Leading the field in approach is always an eye-catcher for me but Na doing it at The Masters, on a course longer and more open than ideal really stood out and if able to keep that going this week, looks an obvious danger on this suitable setup.
I liked a few at three-figures but none appealed more than Brendon Todd. Whose steady, straight ball-striking and quality short-game can see him pick up where he left off last time out, when finishing 8th in Texas.

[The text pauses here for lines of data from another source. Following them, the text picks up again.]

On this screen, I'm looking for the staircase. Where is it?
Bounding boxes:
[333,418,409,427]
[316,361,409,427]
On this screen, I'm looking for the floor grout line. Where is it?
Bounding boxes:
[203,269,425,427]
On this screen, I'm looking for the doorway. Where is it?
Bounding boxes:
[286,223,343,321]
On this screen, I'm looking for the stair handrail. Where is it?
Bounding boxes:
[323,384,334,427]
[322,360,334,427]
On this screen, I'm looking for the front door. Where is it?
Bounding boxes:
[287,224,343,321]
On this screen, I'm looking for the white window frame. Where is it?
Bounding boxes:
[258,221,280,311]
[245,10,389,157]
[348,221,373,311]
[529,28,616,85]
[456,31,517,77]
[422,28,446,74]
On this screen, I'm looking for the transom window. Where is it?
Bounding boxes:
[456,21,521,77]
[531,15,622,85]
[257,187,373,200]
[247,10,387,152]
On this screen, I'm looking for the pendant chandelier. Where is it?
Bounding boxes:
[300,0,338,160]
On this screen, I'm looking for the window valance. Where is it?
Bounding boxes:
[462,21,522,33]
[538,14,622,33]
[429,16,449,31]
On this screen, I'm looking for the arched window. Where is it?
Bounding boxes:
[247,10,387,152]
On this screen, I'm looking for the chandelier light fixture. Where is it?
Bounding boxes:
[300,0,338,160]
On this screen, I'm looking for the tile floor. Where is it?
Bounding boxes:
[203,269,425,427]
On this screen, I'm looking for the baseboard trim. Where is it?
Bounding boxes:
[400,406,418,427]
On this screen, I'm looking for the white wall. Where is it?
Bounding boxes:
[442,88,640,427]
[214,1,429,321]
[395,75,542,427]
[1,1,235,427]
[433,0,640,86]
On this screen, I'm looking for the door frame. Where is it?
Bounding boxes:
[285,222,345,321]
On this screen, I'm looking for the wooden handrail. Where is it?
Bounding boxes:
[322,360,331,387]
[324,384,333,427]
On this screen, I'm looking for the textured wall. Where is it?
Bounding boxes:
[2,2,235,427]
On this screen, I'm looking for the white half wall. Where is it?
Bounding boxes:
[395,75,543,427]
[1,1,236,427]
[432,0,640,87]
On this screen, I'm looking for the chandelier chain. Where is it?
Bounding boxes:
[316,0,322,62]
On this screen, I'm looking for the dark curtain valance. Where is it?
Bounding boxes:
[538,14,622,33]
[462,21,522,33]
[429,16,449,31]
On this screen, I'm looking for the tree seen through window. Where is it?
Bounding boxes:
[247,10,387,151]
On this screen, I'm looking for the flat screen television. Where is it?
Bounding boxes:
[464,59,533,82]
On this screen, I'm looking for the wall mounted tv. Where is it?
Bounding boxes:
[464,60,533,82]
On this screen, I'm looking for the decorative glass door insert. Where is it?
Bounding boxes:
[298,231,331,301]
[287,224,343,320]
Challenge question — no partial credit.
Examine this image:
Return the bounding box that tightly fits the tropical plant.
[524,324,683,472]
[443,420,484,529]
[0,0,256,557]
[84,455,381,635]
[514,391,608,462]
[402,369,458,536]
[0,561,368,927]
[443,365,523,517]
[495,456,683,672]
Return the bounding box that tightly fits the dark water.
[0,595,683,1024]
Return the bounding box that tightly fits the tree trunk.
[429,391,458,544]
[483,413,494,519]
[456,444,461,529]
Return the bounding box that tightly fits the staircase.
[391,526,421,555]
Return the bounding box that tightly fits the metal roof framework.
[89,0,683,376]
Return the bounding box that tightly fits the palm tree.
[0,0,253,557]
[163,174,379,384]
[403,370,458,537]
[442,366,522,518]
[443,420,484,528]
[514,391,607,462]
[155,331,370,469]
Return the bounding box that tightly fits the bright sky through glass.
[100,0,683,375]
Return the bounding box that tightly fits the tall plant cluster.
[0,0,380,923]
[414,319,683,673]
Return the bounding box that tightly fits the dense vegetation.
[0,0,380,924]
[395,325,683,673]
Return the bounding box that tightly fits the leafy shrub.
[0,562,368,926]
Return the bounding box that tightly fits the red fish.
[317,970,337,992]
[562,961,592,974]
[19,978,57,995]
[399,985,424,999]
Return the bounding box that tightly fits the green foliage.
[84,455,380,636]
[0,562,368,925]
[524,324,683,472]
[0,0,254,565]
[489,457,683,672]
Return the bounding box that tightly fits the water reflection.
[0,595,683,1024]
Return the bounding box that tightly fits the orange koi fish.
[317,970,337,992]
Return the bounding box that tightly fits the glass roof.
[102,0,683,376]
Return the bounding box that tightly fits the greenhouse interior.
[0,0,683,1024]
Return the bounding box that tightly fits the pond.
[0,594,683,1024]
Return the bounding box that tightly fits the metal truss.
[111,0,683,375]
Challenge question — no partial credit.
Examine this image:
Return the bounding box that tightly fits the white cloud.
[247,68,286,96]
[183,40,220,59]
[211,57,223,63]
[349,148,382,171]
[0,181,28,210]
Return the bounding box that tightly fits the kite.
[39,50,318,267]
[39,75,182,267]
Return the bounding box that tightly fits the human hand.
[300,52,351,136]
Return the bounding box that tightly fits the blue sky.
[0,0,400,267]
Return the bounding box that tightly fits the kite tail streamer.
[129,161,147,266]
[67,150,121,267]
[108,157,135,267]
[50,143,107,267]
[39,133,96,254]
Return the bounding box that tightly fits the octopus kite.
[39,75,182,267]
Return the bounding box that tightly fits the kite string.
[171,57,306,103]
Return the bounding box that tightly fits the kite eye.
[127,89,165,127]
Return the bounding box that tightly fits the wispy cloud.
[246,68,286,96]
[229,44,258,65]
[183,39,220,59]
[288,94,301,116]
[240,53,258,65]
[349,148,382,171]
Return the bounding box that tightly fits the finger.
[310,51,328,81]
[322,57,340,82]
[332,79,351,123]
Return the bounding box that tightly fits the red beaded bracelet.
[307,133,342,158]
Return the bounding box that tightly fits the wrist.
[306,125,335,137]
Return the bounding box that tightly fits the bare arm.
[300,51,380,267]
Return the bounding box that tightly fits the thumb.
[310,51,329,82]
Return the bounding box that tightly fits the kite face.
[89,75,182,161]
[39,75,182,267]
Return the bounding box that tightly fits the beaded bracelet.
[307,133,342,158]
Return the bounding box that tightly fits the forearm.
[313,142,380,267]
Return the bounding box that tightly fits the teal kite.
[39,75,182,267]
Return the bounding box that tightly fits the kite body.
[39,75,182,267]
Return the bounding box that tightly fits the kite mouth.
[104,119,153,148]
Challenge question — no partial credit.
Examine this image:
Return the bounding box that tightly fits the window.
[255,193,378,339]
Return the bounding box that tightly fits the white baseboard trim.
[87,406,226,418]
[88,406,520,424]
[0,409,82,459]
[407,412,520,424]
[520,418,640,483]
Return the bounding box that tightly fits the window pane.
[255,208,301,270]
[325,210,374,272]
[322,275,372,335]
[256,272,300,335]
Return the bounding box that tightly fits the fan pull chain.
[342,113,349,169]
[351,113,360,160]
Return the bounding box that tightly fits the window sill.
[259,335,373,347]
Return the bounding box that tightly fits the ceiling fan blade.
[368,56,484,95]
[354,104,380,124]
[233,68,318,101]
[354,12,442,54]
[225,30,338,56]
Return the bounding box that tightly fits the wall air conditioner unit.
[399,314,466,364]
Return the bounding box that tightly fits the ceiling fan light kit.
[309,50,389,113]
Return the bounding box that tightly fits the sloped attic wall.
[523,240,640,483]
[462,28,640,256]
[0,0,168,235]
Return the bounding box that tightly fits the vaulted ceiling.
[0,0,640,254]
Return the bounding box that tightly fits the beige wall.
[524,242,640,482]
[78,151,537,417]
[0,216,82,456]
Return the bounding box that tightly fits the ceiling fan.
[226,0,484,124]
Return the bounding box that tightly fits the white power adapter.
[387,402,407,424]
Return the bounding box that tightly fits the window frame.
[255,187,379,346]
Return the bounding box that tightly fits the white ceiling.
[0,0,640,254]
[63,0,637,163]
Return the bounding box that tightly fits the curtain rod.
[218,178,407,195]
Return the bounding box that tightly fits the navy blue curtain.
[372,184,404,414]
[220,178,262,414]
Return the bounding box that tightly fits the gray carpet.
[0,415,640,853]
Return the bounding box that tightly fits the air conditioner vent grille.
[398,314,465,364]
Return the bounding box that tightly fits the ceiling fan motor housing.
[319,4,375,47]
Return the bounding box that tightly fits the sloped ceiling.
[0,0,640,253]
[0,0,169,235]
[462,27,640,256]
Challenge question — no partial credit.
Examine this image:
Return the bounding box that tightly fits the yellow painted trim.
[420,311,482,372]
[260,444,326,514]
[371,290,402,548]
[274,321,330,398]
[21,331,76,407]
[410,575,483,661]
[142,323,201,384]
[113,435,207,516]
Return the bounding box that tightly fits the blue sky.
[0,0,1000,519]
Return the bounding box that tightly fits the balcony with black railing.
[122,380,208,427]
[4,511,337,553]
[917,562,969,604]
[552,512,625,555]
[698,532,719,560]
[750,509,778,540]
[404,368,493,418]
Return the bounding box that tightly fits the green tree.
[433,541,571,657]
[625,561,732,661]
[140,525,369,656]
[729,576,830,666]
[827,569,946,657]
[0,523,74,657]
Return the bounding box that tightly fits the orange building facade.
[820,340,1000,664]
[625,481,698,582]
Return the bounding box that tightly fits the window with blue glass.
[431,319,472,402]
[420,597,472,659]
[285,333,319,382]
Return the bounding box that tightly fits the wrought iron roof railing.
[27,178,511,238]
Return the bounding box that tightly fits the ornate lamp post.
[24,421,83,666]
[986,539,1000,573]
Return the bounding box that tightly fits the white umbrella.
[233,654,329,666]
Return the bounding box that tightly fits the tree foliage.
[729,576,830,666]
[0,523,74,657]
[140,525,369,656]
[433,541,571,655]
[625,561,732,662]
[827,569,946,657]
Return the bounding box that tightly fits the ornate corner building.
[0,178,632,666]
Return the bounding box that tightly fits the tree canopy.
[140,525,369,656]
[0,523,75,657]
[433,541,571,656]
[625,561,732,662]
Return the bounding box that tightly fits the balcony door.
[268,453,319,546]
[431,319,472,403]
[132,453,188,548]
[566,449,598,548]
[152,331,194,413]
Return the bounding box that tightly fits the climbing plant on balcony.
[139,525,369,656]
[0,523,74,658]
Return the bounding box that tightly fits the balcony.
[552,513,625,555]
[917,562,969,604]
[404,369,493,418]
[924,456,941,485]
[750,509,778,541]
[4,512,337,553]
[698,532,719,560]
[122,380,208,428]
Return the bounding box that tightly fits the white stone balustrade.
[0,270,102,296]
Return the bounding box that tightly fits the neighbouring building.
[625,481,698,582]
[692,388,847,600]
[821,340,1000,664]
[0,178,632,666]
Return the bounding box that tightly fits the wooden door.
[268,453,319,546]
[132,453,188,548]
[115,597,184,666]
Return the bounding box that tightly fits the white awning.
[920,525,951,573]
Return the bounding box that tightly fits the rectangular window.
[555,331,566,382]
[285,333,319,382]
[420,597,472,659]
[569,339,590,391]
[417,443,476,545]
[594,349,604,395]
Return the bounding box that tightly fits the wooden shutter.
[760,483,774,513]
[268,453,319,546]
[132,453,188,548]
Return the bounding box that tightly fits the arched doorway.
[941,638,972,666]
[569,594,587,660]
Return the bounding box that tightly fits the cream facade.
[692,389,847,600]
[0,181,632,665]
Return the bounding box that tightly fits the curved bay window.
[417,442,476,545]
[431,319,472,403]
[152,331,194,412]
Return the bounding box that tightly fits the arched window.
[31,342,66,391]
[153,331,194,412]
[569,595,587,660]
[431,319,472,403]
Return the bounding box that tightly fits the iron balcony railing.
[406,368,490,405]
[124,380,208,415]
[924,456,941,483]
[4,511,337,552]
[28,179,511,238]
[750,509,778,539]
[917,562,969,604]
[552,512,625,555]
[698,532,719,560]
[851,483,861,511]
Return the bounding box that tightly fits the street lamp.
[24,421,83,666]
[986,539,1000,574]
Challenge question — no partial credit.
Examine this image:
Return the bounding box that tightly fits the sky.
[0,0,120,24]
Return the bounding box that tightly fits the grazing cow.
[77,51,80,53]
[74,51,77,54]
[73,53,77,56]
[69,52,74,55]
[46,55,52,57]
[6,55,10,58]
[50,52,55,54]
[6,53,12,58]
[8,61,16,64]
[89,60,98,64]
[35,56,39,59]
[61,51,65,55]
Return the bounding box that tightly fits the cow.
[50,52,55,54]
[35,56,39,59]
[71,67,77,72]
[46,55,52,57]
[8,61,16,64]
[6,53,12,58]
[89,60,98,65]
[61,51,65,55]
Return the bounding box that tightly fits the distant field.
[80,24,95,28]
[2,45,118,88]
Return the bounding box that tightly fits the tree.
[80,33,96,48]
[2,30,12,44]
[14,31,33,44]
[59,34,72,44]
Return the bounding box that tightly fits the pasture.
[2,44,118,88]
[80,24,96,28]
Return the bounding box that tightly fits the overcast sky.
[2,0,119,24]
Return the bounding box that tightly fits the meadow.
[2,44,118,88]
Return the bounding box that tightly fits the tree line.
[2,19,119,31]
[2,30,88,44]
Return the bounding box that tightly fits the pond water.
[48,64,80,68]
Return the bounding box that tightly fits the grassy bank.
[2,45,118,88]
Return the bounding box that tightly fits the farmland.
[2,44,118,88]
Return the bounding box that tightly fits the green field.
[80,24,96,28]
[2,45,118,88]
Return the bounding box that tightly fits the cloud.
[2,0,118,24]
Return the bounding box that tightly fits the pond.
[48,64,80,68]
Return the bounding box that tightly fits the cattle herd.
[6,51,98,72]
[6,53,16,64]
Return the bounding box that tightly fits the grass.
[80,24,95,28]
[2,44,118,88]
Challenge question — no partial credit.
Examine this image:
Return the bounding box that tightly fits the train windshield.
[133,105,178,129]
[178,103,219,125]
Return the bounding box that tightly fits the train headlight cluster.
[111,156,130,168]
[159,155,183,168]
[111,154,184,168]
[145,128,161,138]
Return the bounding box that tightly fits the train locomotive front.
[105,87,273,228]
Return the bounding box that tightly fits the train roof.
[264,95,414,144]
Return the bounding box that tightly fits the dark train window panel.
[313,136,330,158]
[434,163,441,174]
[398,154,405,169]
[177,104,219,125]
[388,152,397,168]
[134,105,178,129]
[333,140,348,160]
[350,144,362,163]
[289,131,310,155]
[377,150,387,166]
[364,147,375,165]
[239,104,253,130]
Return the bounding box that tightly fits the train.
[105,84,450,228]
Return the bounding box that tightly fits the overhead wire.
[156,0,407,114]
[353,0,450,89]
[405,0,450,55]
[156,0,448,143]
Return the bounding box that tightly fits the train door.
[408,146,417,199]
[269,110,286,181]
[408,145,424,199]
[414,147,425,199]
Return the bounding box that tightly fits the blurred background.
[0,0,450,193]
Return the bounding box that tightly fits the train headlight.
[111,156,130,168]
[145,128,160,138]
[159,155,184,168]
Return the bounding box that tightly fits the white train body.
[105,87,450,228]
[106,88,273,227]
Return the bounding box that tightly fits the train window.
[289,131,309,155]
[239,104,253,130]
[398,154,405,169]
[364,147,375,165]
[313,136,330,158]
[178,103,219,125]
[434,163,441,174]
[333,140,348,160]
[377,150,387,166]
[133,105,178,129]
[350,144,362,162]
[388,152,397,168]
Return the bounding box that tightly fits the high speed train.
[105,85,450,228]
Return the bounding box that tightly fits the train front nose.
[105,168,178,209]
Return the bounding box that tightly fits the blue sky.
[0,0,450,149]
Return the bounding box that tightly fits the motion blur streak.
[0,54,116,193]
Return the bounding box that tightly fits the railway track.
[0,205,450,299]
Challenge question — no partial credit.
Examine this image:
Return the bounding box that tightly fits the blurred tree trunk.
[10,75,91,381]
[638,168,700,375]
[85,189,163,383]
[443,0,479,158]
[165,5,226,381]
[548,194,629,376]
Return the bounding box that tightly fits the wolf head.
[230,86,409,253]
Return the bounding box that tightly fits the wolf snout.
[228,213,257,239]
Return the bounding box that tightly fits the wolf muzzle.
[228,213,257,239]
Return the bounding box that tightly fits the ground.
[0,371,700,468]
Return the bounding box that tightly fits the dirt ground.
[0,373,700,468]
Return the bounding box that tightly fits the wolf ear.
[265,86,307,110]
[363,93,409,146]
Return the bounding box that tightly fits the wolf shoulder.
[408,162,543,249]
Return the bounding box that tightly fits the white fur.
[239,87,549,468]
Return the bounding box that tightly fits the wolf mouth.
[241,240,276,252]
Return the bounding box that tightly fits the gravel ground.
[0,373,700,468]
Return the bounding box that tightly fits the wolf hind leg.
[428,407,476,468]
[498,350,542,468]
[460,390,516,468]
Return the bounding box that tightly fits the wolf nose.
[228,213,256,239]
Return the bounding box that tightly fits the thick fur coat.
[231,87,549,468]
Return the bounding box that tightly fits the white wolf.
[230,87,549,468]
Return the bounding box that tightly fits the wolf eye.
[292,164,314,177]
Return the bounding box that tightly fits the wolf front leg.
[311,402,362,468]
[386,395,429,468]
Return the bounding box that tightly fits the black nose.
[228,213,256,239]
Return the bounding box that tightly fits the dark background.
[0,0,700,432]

Todd by no means had a poor start to his year, he only missed one cut in his first six starts and put up a couple of real solid efforts, when finishing 16th at Pebble Beach and 26th in Phoenix. His irons looked in good shape at that point and following a few weeks of poor iron play following the Phoenix, he found his form again at the Valspar, where he only missed the cut due to an unusually poor week on the greens and once again produced positive strokes-gained numbers last time out in Texas.
In addition to the good signs in approach, Todd is amongst the straightest drivers and best putters on tour, ranking 11th and 10th respectively, with 30th in scrambling also a big plus around Harbour Town.
He has gone really well here before, when finishing 4th in 2015. Other than that his record is surprisingly underwhelming with three missed cuts and finishes of 38th and 39th. Though he does have some strong correlating form, as a winner of the Mayakoba and also possessing top 10s in the Texas Open.
Todd has had a good year so far, with that 8th place finish last time out his best effort of the year. At a course where he’s proven he can contend before and with the quality he’s once again showing in approach, this straight, steady player looks the ideal type to cause an upset to some of these bigger names this week.